The art form impressed her. When she and her boyfriend broke up, it was like a catalyst that motivates her to explore her hidden talent in stand-up comedy.

"I wanted to break up with the old me and stand-up came to my mind," she says.

Her first English stand-up show at the Shanghai's Kungfu Komedy Club failed to make the grade.

"As the only female comedian, it lasted five minutes with most of the audience being male and foreign. In the first four minutes there was no laugh," Yang remembers.

But the club's owner, Andy Curtain, who is an Australian comedian, encouraged her to come back onstage, believing in her talent.

"It is really important for comedians, especially female, to have someone to encourage them when they first enter the industry," she says, adding that although new comedians come every week, women are easier to drop.
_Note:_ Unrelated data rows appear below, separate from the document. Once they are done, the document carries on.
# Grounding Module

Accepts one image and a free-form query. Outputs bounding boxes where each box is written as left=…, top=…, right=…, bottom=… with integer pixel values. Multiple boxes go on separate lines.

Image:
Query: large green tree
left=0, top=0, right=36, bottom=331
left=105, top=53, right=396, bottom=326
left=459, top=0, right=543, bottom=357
Since then, she has been frequently showing up in nightclubs and bars, but didn't tell her parents what she was up to.

At the beginning, they were worried, "but now they support me. They have inspired more than half of my jokes", Yang says.

But they still think it is not a good career for a woman and may scare men away, because the traditional path expected to be taken by most Chinese women in their 30s is to find a husband and start a family.

But for Yang, "a man who really appreciates me will understand my career, which makes me shine".

Dating back to the 1800s, stand-up comedy has been a popular art form in Europe and North America. Still a new thing in China, open mic nights first emerged in big cities, like Beijing and Shanghai, in 2009.

The successful stand-up comedy shows, such as 80's Talk Show and Rock and Roast, have seen comic style grow roots in China, attracting many young fans. The performance by humorist Joe Wong, born in Jilin province, at the Radio and Television Correspondents' Association Dinner in Washington, has inspired Chinese comedians to bring Chinese humor into the American-style art form.

As a bilingual comedian, Yang gradually gets her own observation and understanding about the difference between English and Chinese stand-up comedies.

"For English and Chinese, it is similar in the topics, such as difference between men and women, conflicts between old generation and young, and regional differences," Yang says.

However, the cultures behind is different, she adds.

One example she explains about the difference is her routine about "ironman". Her joke goes like, "If China stopped exporting iron, there will not be Ironman, there will only be man." It works for English speakers, but not for a Chinese audience, according to Yang.

British online newspaper The Independent described her performance as "there's an international quality to her comedy, coupled with levels of calm and confidence that belie her youth".

For Yang, comedy comes first. In her future plan, she wants to quit her sales director job and focus on her comedian career.